Where's the init script you have referenced in your filesdir?

----------

## karnesky

 *neo_phani wrote:*   

> Dont refer to Amanda we dont have tape drive servers.

 AMANDA isn't only for tape servers, but a tape server is certainly a good investment.  It is what I use & is BY FAR my favorite backup app of all time.

----------

## NightTwix

you might try this one: https://forums.gentoo.org/viewtopic-t-312817.html

Its a Stage4-backup and work quite nice

----------

## TrainedChimp

 *drkstorm wrote:*   

> i'm curious to know how i can fully backup my linux server using free/easily emerged tools. I use rsnapshot for user file backup, but i'd really like to prepare for a situation where i have a liveCD, backup tapes, and a new server... and I can restore my server to working status with just those tools... I don't have a special partitioning scheme, I'd like to learn how yours is setup, but more importantly, what can I do now with my standard /boot swap and / partitions?

 

I emerged flexbackup, works well for me; I've tested it and also used it to migrate to new hardware. I don't use it with a tape, I use it with an extra hard drive.

----------

## Rad

I started to prefer very simple scripts over time; they adapt best, are very reliable and you can do about anything backup related with them. It's pretty easy to choose the fastest method to backup over your network, or, for example, use the EVMS CLI to get an online backup of your filesystem's state in exactly one point in time.

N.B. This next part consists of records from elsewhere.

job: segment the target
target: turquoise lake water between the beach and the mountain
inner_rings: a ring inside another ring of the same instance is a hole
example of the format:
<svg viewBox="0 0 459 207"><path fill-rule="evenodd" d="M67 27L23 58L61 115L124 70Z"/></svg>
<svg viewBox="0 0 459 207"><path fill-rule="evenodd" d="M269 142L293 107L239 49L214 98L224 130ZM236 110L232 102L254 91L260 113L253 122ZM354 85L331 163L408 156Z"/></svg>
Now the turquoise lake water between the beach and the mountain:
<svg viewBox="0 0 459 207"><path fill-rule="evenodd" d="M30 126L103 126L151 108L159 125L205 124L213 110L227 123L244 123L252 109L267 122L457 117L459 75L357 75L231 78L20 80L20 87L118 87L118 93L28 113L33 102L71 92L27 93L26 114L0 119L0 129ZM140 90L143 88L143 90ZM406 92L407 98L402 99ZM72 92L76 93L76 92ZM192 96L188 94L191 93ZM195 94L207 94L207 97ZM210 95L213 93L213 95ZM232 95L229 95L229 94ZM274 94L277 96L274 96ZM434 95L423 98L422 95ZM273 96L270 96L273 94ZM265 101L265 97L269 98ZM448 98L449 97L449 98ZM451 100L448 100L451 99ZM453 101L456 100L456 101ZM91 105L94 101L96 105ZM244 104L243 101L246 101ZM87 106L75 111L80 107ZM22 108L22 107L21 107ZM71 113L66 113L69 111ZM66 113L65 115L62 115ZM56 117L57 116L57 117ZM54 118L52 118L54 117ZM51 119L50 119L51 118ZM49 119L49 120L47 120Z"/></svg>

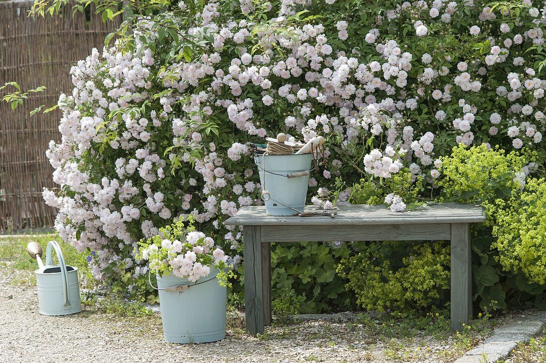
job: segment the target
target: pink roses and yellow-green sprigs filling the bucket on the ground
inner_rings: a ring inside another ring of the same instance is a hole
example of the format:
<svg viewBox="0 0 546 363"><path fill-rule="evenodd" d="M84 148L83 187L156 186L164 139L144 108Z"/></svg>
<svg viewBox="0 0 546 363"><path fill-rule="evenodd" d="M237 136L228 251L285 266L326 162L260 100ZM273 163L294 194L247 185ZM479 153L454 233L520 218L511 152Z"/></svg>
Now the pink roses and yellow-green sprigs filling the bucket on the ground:
<svg viewBox="0 0 546 363"><path fill-rule="evenodd" d="M214 248L214 240L195 230L192 219L179 220L160 228L150 239L142 240L137 258L148 262L150 271L158 276L174 275L197 282L210 274L211 267L220 272L218 283L227 286L233 272L226 264L227 257L221 248Z"/></svg>

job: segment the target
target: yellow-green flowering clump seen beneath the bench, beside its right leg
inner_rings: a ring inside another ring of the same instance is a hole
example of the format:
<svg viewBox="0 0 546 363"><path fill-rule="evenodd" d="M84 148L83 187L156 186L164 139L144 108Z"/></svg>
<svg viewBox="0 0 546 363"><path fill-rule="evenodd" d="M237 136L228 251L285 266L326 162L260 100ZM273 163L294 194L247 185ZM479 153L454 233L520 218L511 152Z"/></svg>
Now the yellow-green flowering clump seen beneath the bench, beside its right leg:
<svg viewBox="0 0 546 363"><path fill-rule="evenodd" d="M368 310L425 310L449 288L445 242L370 242L337 268Z"/></svg>

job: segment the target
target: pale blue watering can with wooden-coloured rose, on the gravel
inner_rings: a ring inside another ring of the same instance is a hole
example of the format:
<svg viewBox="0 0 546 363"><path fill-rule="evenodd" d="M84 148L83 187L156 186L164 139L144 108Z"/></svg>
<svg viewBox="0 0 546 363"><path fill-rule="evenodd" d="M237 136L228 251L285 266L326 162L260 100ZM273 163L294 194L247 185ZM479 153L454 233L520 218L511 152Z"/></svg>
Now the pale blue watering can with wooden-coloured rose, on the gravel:
<svg viewBox="0 0 546 363"><path fill-rule="evenodd" d="M52 249L59 260L53 265ZM27 252L38 261L35 270L38 286L39 313L42 315L68 315L81 311L80 288L78 285L78 267L67 266L64 262L61 247L56 241L48 242L45 254L45 265L41 261L44 250L38 242L29 242Z"/></svg>

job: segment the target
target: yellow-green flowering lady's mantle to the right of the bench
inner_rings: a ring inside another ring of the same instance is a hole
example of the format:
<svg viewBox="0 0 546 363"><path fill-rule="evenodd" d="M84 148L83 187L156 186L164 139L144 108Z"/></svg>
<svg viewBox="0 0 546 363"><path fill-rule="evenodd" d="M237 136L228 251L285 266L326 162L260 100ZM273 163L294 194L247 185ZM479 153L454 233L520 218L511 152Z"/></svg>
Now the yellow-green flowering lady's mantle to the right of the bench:
<svg viewBox="0 0 546 363"><path fill-rule="evenodd" d="M479 203L487 223L473 226L474 298L483 310L544 305L544 180L527 180L536 153L485 145L455 147L442 158L439 200ZM542 225L541 225L542 220ZM493 227L494 226L494 227ZM521 273L520 273L521 272Z"/></svg>

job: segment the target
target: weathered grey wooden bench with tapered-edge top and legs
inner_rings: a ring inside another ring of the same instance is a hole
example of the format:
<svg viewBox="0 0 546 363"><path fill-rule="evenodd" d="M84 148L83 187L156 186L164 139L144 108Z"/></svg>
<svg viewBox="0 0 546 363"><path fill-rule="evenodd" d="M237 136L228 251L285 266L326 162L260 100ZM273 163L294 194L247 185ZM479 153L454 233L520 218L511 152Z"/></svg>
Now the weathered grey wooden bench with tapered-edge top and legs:
<svg viewBox="0 0 546 363"><path fill-rule="evenodd" d="M313 210L307 206L306 211ZM272 217L264 206L242 207L227 225L243 228L246 329L263 334L271 324L271 242L451 241L451 328L461 330L472 315L470 223L484 222L481 206L431 205L392 213L384 206L347 205L334 218Z"/></svg>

Restoring backups created by scripts also is a breeze, as you can do that very differently to how you created them if you need to, hence you won't have to get a particular piece of software (maybe even a certain version of it) running first.

With scripts, it's also a simple task to add md5sum checks to show a backup was transferred cleanly or add redundancy with par2cmdline etc.

A few good ideas can be found in the gentoo wiki:

http://gentoo-wiki.com/HOWTO_Backup

----------

## groovin

using an adaptation of rsync snapshots (as shown in the gentoo-wiki article posted above). i just dont rsync stuff like /dev, /proc, /sys and /mnt. 

also, whenever i compile a new kernel, i save a copy of it and the .config somplace remotely. 

if i needed to do a bare metal restore, i can recreate the partitions exactly how they were and mvoe all the data back into.

ok, its a bit more complex than that, but thats the rough outline.

----------

## jtaylor72

I use partimage

----------

## lunarfu

 *jtaylor72 wrote:*   

> I use partimage

 

I also use partimage. But I use it within System Rescue CD which is a liveCD based off of Gentoo. After perfecting any of my Gentoo setups, I boot up the liveCD, mount the appropriate directories, run partimage, and later burn the backup to CD-R. 

The liveCD also has tons of other tools. Here's a short list: http://www.sysresccd.org/systools.en.php

----------

## DeathAndTaxes

I *have* used rdiff-backup in this scenario.  I had a livecd, a recent stage3 tarball, and then I just used rdiff-backup for a recent copy of my filesystem on top of that.

rdiff-backup is easy to install, but it takes a bit to get the hang of the syntax.  The mailing list is pretty active, so you can find additional help/info there.

----------